Collaborative Development Programmes on Learning, Teaching and Assessment Strategies

The Implication for the Professional Development of Teachers

In teaching, factors underpinning the differences between a veteran teacher and a novices teacher are not the mastery of amount of subject knowledge; educational and learning theories; knowledge and skills in managing students in classroom; or pedagogical skills. It is on the sensitivities to the needs of students and constraints of the environment; abilities to choose and apply appropriate learning content, context and strategies flexibly, and abilities to adjust strategies from time to time based on changes of the environment and student feedback formally and informally.

In a nutshell, it is the tacit knowledge, not the explicit knowledge of a teacher that matter.

To this end, the professional development of teachers is a continuous, self-transcending process through which one transcends the boundary of the old self into a new self by acquiring a new context, a new view of the world, and new knowledge. In short, it is NOT an event, it is a journey from being to becoming.

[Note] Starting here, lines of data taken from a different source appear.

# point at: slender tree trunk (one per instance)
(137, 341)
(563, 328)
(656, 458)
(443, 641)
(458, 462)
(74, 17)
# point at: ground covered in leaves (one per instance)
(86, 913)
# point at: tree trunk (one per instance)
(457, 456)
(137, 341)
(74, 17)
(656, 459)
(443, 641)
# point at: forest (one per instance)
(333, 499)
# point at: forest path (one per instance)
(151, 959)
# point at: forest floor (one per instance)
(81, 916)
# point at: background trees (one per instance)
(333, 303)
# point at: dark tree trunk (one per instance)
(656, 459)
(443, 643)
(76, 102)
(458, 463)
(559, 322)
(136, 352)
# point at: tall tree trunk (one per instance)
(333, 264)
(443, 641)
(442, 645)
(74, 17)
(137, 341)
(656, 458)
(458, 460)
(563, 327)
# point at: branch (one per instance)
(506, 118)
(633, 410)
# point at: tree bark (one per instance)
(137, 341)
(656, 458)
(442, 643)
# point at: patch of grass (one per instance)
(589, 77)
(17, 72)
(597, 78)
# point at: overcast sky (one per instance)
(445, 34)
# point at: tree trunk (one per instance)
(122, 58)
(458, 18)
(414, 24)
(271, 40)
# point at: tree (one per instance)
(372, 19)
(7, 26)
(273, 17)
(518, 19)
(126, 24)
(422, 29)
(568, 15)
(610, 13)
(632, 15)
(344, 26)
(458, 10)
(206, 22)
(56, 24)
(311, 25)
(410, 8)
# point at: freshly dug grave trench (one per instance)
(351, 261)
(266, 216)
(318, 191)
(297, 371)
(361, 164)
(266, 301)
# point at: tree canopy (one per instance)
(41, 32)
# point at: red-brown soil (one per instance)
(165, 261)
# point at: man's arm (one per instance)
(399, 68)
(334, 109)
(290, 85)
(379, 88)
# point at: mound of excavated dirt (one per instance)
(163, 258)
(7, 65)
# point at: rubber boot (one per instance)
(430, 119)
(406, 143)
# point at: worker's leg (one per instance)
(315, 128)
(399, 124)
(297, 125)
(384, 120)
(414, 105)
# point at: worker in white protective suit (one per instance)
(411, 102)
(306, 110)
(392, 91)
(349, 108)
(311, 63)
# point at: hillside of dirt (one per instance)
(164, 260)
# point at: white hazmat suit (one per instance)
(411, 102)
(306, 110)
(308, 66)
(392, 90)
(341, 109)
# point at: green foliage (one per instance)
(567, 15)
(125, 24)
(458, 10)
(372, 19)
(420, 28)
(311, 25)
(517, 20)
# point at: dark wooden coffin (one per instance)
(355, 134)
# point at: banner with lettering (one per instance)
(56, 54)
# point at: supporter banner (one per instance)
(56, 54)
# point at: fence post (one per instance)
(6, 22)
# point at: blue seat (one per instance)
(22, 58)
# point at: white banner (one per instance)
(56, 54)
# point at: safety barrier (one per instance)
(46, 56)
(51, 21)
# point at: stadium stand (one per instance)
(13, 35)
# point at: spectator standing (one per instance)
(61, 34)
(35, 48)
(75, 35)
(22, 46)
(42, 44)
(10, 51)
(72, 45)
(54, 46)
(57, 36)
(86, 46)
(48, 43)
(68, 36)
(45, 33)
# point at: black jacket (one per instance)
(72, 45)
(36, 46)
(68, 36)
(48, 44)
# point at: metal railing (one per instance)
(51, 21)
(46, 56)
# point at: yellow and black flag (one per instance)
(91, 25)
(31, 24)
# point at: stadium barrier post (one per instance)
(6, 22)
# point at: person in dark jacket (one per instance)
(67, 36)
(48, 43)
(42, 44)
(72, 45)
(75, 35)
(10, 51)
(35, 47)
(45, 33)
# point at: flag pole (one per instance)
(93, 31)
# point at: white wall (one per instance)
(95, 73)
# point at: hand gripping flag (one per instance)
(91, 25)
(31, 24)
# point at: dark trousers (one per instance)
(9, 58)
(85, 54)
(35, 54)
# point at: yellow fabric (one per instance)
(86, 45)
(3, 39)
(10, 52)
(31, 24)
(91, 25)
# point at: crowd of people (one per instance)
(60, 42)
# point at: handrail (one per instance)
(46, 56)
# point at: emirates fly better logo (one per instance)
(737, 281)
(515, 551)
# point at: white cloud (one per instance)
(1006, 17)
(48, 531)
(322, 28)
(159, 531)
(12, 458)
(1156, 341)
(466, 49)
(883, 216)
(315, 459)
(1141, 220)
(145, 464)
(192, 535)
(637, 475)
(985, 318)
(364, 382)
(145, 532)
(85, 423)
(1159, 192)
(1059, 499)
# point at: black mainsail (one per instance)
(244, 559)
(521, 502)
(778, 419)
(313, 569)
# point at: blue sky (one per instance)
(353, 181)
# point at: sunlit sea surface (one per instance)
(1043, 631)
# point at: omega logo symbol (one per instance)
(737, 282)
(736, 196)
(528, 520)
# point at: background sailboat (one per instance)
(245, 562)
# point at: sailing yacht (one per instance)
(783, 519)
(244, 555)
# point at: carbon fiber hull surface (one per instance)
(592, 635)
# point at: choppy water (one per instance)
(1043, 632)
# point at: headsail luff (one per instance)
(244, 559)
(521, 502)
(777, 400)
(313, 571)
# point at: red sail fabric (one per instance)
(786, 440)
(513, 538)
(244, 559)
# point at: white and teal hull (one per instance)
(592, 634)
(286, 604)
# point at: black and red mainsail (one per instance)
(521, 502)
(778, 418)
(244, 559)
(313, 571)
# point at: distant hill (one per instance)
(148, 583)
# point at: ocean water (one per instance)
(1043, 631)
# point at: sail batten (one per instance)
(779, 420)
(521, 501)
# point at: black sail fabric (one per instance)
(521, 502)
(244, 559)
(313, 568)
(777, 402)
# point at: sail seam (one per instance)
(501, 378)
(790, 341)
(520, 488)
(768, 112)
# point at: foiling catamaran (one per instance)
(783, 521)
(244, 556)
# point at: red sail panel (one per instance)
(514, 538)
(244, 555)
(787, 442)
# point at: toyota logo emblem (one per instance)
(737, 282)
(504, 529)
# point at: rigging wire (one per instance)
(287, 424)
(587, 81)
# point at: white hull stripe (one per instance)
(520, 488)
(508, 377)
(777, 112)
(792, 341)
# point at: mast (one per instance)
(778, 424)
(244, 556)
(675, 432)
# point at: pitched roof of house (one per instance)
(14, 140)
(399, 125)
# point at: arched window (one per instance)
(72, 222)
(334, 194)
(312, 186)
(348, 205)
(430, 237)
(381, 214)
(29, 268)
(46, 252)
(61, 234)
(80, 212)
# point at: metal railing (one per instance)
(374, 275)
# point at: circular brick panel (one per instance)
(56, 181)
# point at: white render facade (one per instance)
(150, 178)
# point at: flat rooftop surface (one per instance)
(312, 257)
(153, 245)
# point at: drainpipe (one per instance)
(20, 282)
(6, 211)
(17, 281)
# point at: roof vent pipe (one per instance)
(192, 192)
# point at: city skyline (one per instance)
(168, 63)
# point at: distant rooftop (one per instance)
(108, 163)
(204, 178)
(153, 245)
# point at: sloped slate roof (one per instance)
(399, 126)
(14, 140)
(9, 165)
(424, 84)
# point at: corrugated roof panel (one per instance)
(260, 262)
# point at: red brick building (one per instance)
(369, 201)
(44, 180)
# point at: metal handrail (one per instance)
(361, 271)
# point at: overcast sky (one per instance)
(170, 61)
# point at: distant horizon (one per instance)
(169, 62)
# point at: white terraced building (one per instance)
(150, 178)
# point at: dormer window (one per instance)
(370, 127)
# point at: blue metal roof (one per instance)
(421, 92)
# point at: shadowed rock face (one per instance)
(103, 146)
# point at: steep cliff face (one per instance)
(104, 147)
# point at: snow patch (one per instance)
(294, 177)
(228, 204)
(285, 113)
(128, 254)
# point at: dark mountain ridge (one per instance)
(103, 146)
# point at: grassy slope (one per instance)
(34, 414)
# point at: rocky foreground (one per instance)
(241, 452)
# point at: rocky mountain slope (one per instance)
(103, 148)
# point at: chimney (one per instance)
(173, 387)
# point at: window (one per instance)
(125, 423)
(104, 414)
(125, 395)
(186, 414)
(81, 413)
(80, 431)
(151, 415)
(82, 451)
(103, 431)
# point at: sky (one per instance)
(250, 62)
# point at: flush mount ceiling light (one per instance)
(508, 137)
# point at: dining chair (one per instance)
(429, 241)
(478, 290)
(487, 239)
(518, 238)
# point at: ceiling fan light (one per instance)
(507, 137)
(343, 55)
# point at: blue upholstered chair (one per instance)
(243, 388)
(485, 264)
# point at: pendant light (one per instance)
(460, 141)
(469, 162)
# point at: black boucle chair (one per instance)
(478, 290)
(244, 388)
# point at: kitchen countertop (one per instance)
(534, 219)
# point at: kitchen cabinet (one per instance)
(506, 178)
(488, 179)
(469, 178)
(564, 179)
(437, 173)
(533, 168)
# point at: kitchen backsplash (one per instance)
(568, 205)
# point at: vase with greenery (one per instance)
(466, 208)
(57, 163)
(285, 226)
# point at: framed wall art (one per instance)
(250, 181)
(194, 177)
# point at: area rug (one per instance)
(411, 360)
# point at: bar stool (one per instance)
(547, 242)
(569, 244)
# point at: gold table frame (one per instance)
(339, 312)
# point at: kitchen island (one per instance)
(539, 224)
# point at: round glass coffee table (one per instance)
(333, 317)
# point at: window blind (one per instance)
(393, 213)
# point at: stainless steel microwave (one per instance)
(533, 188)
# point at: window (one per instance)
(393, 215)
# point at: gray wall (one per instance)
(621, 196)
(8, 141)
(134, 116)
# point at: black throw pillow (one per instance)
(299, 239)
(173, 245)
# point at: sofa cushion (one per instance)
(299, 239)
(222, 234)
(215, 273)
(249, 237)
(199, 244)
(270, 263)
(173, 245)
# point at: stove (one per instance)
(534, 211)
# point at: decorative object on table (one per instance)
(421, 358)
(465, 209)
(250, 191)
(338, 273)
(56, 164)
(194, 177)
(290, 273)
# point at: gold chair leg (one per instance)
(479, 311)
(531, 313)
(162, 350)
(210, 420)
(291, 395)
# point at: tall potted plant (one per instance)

  1. The first step of the journey: Socialization
    Since tacit knowledge is difficult to formalise and can be acquired only through shared experience, such as spending time together, working in collaboration on specific tasks, etc.Socialization typically occurs in a traditional apprenticeship, where apprentices acquire the tacit knowledge for their crafts through hands-on experience, rather than from written manuals or textbooks.

    To start the journey, it is essential to create a platform where teachers with shared vision and interests get together and exchange views freely: acquiring the tacit knowledge from each other through experience sharing under a non-work environment.

  2. Crystallized the acquired tacit knowledge: Externalization
    When a teacher is able to apply the ideas and concepts acquired in his/her own work through socializaton, the tacit knowledge is made explicit. Knowledge is thus crystallized and it becomes the basis of new knowledge.

  3. Converting explicit knowledge into complex explicit knowledge: Combination
    Different teachers’ explicit knowledge is collected, combined, edited and processed to form new knowledge. The new explicit knowledge is then disseminated among the contributors as it synthesizes knowledge from different sources in one context.

  4. Accumulating tacit knowledge at individual level: Internalization
    Internalization is the process of embodying explicit knowledge into tacit knowledge. Internalisation is closely related to “learning by doing”. For example, through sharing the classroom practice of similar subject content in different institutions and/or contexts, reflecting on the effectiveness of strategies and feedbacks from students, teachers may internalise the explicit knowledge of different practices to enrich their own tacit knowledge.

When knowledge is transformed to part of individuals’ tacit knowledge bases in the form of shared mental models or technical know-how, it becomes a valuable asset.

The tacit knowledge accumulated at the individual level can then set off a new spiral journey of knowledge creation.